Within the last years, more trauma models including hemorrhagic shock as an additional factor were established as the handling of these patients is still complex and the underlying mechanisms are not fully elucidated yet (Bouglé et al., 2013). Hypovolemic hemorrhagic shock leads to insufficient oxygen delivery and consequently to cellular death. The subsequent release of damage-associated molecular patterns (DAMPs) triggers the innate immune response (Pantalone et al., 2021). In a murine polytrauma model, additional hemorrhagic shock strongly influenced the innate immune response by upregulation of myeloid leukocyte activation and differentiation, upregulation of cytokine secretion of interleukin 6 (IL-6), interleukin 1β (IL-1β) and tumor necrosis factor α (TNF-α), upregulation of genes involved neutrophil chemotaxis and cell adhesion as well as upregulation of toll-like receptor signaling pathway. Apart from that a downregulation of pathways involved in B- and T-cell activation was observed indicating a dysfunction of adaptive immune activation (Debler et al., 2021). Consequently, hemorrhagic shock further promotes uncontrolled innate immune response potentially leading to disbalanced cascade systems such as acute trauma-induced complementopathy or coagulopathy (Huber-Lang and Ward 2018).

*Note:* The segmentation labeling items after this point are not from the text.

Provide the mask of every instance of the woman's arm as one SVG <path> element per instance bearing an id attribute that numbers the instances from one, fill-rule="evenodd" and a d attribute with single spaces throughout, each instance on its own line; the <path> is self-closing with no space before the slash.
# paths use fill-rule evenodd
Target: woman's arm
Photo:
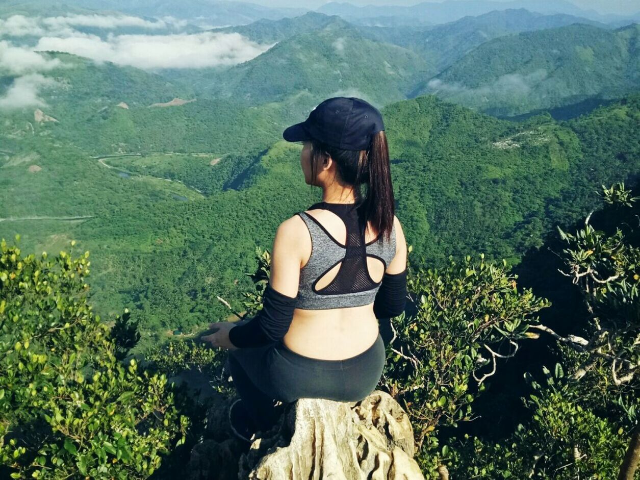
<path id="1" fill-rule="evenodd" d="M 276 231 L 271 249 L 269 284 L 263 307 L 249 322 L 228 331 L 231 343 L 246 348 L 265 345 L 286 335 L 298 303 L 301 254 L 300 237 L 303 220 L 298 215 L 282 222 Z"/>

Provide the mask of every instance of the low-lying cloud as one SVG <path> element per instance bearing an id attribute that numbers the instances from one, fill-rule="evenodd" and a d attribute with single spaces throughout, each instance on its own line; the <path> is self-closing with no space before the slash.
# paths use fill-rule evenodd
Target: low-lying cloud
<path id="1" fill-rule="evenodd" d="M 4 95 L 0 97 L 0 110 L 45 106 L 46 104 L 38 96 L 40 91 L 54 84 L 55 82 L 52 79 L 40 74 L 19 77 Z"/>
<path id="2" fill-rule="evenodd" d="M 0 37 L 67 36 L 72 35 L 76 27 L 90 27 L 106 30 L 135 27 L 154 30 L 180 28 L 186 25 L 185 20 L 179 20 L 172 17 L 150 20 L 131 15 L 93 14 L 43 17 L 14 15 L 6 20 L 0 19 Z"/>
<path id="3" fill-rule="evenodd" d="M 35 50 L 68 52 L 98 62 L 111 61 L 147 70 L 232 65 L 250 60 L 271 45 L 239 33 L 203 32 L 170 35 L 44 36 Z"/>
<path id="4" fill-rule="evenodd" d="M 500 97 L 520 96 L 529 93 L 534 86 L 545 80 L 547 76 L 547 70 L 540 68 L 525 75 L 522 74 L 502 75 L 491 84 L 475 88 L 470 88 L 460 83 L 444 82 L 437 78 L 429 81 L 427 86 L 433 93 L 443 93 L 448 96 L 456 95 L 481 97 L 496 95 Z"/>
<path id="5" fill-rule="evenodd" d="M 31 49 L 14 47 L 8 42 L 0 41 L 0 74 L 22 75 L 35 72 L 46 72 L 62 65 L 57 58 L 45 58 Z"/>

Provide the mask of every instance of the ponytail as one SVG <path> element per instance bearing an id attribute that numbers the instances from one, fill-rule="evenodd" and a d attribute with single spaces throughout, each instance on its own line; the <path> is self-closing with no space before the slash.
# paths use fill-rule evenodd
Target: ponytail
<path id="1" fill-rule="evenodd" d="M 396 214 L 396 200 L 391 183 L 389 149 L 382 130 L 373 136 L 369 149 L 369 183 L 362 208 L 366 221 L 371 220 L 375 230 L 386 241 L 391 238 Z"/>
<path id="2" fill-rule="evenodd" d="M 369 221 L 378 240 L 389 241 L 396 214 L 396 200 L 391 182 L 389 150 L 383 130 L 374 134 L 367 150 L 351 150 L 336 148 L 331 145 L 311 140 L 311 167 L 312 180 L 316 182 L 317 162 L 330 156 L 336 163 L 342 180 L 353 186 L 356 206 L 361 227 Z M 367 186 L 363 197 L 362 185 Z"/>

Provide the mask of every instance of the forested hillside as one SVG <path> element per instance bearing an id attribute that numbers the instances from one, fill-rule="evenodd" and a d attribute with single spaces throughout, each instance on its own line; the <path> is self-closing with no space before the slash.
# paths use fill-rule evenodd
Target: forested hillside
<path id="1" fill-rule="evenodd" d="M 191 105 L 167 108 L 188 116 L 180 109 Z M 637 97 L 568 123 L 541 116 L 513 124 L 433 97 L 383 114 L 397 215 L 415 258 L 427 265 L 481 252 L 516 262 L 556 223 L 584 215 L 601 182 L 638 171 Z M 141 131 L 152 131 L 150 118 L 138 119 L 147 124 Z M 138 129 L 131 122 L 112 131 L 115 144 Z M 295 145 L 225 156 L 211 143 L 199 153 L 191 141 L 193 154 L 150 148 L 99 161 L 88 148 L 56 147 L 60 123 L 38 127 L 5 153 L 2 202 L 13 218 L 90 218 L 3 222 L 0 232 L 22 233 L 26 248 L 57 250 L 75 238 L 81 248 L 99 250 L 96 304 L 109 312 L 128 306 L 147 334 L 226 316 L 216 297 L 239 300 L 255 248 L 270 248 L 277 225 L 317 200 L 304 184 Z M 280 131 L 274 126 L 265 139 L 276 141 Z M 42 170 L 31 172 L 34 165 Z"/>
<path id="2" fill-rule="evenodd" d="M 637 88 L 640 26 L 614 31 L 575 24 L 481 45 L 417 92 L 513 116 L 615 99 Z"/>

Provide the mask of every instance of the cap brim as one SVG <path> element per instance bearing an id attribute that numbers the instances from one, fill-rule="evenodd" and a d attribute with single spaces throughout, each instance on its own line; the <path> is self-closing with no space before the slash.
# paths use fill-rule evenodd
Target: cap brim
<path id="1" fill-rule="evenodd" d="M 304 141 L 311 140 L 311 136 L 305 127 L 304 122 L 287 128 L 282 132 L 282 138 L 287 141 Z"/>

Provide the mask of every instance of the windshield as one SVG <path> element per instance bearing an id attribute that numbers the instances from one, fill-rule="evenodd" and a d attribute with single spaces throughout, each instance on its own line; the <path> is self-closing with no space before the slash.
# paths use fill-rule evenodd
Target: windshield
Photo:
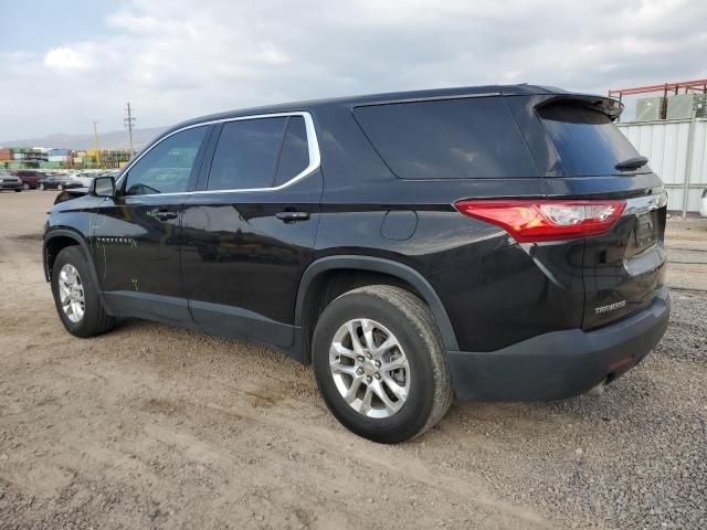
<path id="1" fill-rule="evenodd" d="M 580 102 L 545 105 L 538 114 L 573 177 L 620 174 L 616 165 L 639 156 L 611 118 Z M 633 172 L 650 172 L 643 166 Z"/>

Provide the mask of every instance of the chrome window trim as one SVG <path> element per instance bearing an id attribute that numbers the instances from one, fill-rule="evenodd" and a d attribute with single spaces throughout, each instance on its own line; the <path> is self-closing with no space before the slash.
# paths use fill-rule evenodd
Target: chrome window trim
<path id="1" fill-rule="evenodd" d="M 246 119 L 282 118 L 282 117 L 288 117 L 288 116 L 302 116 L 304 118 L 304 120 L 305 120 L 305 129 L 307 131 L 307 148 L 309 150 L 309 166 L 307 166 L 304 170 L 302 170 L 295 177 L 289 179 L 287 182 L 284 182 L 284 183 L 282 183 L 279 186 L 275 186 L 275 187 L 272 187 L 272 188 L 241 188 L 241 189 L 233 189 L 233 190 L 198 190 L 198 191 L 196 190 L 196 191 L 178 191 L 178 192 L 173 192 L 173 193 L 145 193 L 143 195 L 124 195 L 124 197 L 140 198 L 140 197 L 191 195 L 191 194 L 198 194 L 198 193 L 199 194 L 201 194 L 201 193 L 249 193 L 249 192 L 260 192 L 260 191 L 279 191 L 279 190 L 283 190 L 285 188 L 288 188 L 292 184 L 294 184 L 295 182 L 298 182 L 298 181 L 303 180 L 304 178 L 310 176 L 317 169 L 319 169 L 319 167 L 321 166 L 321 155 L 319 152 L 319 140 L 317 139 L 317 131 L 316 131 L 316 129 L 314 127 L 314 120 L 312 119 L 312 115 L 309 113 L 307 113 L 307 112 L 253 114 L 253 115 L 249 115 L 249 116 L 238 116 L 238 117 L 233 117 L 233 118 L 212 119 L 212 120 L 209 120 L 209 121 L 200 121 L 198 124 L 188 125 L 188 126 L 181 127 L 181 128 L 179 128 L 177 130 L 172 130 L 169 135 L 163 136 L 158 141 L 152 144 L 147 150 L 145 150 L 145 152 L 143 152 L 139 157 L 137 157 L 135 160 L 133 160 L 125 168 L 125 170 L 123 171 L 123 174 L 120 176 L 120 178 L 116 182 L 116 189 L 122 189 L 123 181 L 124 181 L 124 179 L 127 179 L 127 176 L 130 172 L 130 169 L 133 169 L 133 166 L 135 166 L 137 162 L 139 162 L 140 159 L 145 155 L 150 152 L 155 146 L 158 146 L 159 144 L 161 144 L 162 141 L 165 141 L 167 138 L 169 138 L 172 135 L 176 135 L 176 134 L 181 132 L 181 131 L 187 130 L 187 129 L 193 129 L 196 127 L 203 127 L 203 126 L 214 125 L 214 124 L 226 124 L 226 123 L 230 123 L 230 121 L 243 121 L 243 120 L 246 120 Z M 285 134 L 286 132 L 287 131 L 285 131 Z"/>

The acute response to trauma-hemorrhage involves a complex interplay between the brain and the peripheral visceral organs. Trauma often leads to a disruption of the endocrine brain function including pituitary dysfunction, impaired antidiuretic hormone secretion, adrenal hormone reduction and altered secretion of thyrotropin consequently influencing the catecholamine surge, inflammatory response as well as sympathetic tone (Rachfalska et al., 2020). Apart from that, gut barrier integrity and loss of mucus layer caused by metabolic alterations related to glycolysis, amino acid biosynthesis, pento-phosphate pathway and mitochondrial ATP synthesis seem to be highly involved in the development of MODS after trauma-hemorrhage (Z. Li et al., 2019). The epithelial barrier failure of the gut leads to the systemic release of tissue injury factors via the mesenteric lymph (toxic mesenteric lymph) affecting and damaging multiple organs including spleenic and thymic immune cell apoptosis (Tiesi et al., 2013), shift of Treg to Th17 cell ratio in the mesenteric lymph node (Morishita et al., 2015), induction of cardiac contractile dysfunction (Lee et al., 2008) as well as promoting lung injury (Levy et al., 2012). Furthermore, it was shown that hemorrhagic shock leads to apoptosis of bone-marrow hematopoietic progenitor cells (Kumar et al., 2016). Remarkably, it was shown that stimulation of the vagus nerve, which represents the longest parasympathetic nerve connecting the central nervous system with visceral organs and the immune system, mitigates gut barrier dysfunction and prevents systemic organ damage (Levy et al., 2012; Levy et al., 2013; Morishita et al., 2015).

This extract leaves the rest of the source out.